Ruth Bader Ginsburg Delivered the Ultimate Last Word on Hobby Lobby

Impact

One of the most striking aspects of the recent — and highly controversial — ruling of Burwell v. Hobby Lobby was the fact that five men ultimately decided a case regulating what a woman can and cannot do with their bodies.

Supreme Court Justice Ruth Bader Ginsburg made sure she drove that point home in her scathing 35-page dissent to the ruling, arguing against her colleagues' position that some privately-held corporations should have rights usually reserved for humans. 

It turns out, Ginsburg wasn't done. In an new, exclusive interview with Katie Couric, the 81-year-old jurist confessed she digs her "Notorious R.B.G." status, and more importantly, that she doesn't think her male colleagues had any idea of the Pandora's box their ruling would open. 

"Contraceptive protection is something every woman must have access to, to control her own destiny," Ginsburg told Couric, adding that the decision allowing an employer to refuse to cover those contraceptives "meant that women would have of that for themselves."

Following up, Couric ask Ginsburg: "Do you believe that the five male justices truly understood the ramifications of their decision?" "I would have to say no," the diminutive yet steely Brooklyn native replied.

This isn't to say that Ginsburg has given up on her colleagues — not yet, at least.

"The justices continue to think and change so I am ever hopeful that if the court has a blind spot today, its eyes will be open tomorrow," she noted. 

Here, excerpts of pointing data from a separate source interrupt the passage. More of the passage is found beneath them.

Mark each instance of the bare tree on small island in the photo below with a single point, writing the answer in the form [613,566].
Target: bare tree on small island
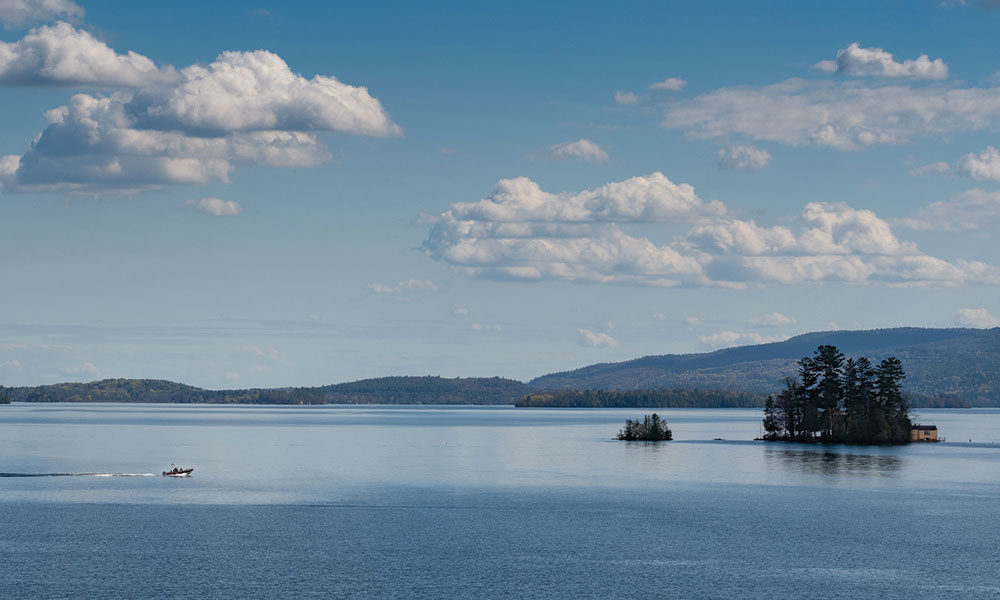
[834,400]
[651,429]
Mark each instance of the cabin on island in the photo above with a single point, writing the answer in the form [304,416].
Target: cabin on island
[923,433]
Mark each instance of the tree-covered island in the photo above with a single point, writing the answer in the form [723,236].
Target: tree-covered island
[651,429]
[843,401]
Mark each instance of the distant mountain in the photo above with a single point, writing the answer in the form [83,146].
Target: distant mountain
[940,364]
[945,367]
[384,390]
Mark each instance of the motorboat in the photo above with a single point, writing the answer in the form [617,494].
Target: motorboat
[176,471]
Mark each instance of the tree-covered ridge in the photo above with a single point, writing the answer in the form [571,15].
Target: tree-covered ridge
[651,429]
[385,390]
[426,390]
[838,400]
[677,398]
[949,367]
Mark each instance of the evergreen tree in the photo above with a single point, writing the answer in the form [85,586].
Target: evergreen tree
[843,401]
[772,420]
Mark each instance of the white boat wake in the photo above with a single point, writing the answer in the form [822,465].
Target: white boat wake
[77,474]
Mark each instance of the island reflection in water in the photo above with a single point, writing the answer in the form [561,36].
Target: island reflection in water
[820,462]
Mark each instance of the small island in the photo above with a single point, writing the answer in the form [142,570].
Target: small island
[651,429]
[840,401]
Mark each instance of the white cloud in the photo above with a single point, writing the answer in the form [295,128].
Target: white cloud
[596,340]
[938,167]
[523,233]
[644,199]
[774,319]
[726,339]
[876,62]
[17,13]
[672,84]
[583,148]
[743,156]
[256,91]
[970,210]
[979,318]
[845,115]
[243,107]
[626,98]
[86,369]
[984,166]
[410,284]
[217,207]
[61,54]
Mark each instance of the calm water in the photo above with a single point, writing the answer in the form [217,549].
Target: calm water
[363,502]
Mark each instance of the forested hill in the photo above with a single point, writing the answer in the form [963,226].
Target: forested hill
[939,363]
[384,390]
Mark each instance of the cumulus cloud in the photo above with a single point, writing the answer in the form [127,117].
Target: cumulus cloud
[845,115]
[774,319]
[63,55]
[257,91]
[402,286]
[245,107]
[979,318]
[984,166]
[876,62]
[583,148]
[672,84]
[84,369]
[626,98]
[521,232]
[938,167]
[217,207]
[970,210]
[17,13]
[11,365]
[743,156]
[596,340]
[642,199]
[726,339]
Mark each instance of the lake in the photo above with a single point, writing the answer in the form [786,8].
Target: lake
[484,502]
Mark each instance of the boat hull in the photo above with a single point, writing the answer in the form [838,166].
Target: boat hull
[178,473]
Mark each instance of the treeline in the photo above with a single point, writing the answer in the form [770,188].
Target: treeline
[385,390]
[838,400]
[426,390]
[947,367]
[678,398]
[651,429]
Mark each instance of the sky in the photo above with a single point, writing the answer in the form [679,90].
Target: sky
[232,195]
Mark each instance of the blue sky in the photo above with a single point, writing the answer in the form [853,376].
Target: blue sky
[238,195]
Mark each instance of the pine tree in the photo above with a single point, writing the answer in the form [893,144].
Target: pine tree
[772,421]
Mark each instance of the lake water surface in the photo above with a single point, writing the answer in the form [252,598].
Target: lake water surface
[462,502]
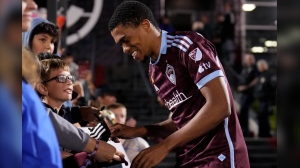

"I certainly respect the belief of the Hobby Lobby owners," Ginsburg told Couric. "On the other hand, they have no constitutional right to foist that belief on the hundreds and hundreds of women who work for them who don't share that belief. I had never seen the free exercise of religion clause interpreted in such a way."

Her feisty spirit and straight talking reputation garners the respect of many. The Internet loves Ginsburg, reprinting her likeness on it t-shirts, creating the now widespread "Notorious" moniker and its related memes. She has a hashtag, "fear the frill," and a song dedicated to her Hobby Lobby dissent.

Reaffirming why she has so many fans, Ginsburg admitted to Couric that she finds the whole meme amusing. "I will admit I had to be told by my law clerks, what's this Notorious, and they explained that to me, but the Web site is something I enjoy, all of my family do," she said on the show.

As for the future, Ginsburg assured Couric that rumors she may be retiring soon are overblown. "People know that I'm here to stay, and my answer is I will do this job as long as I can do it full steam."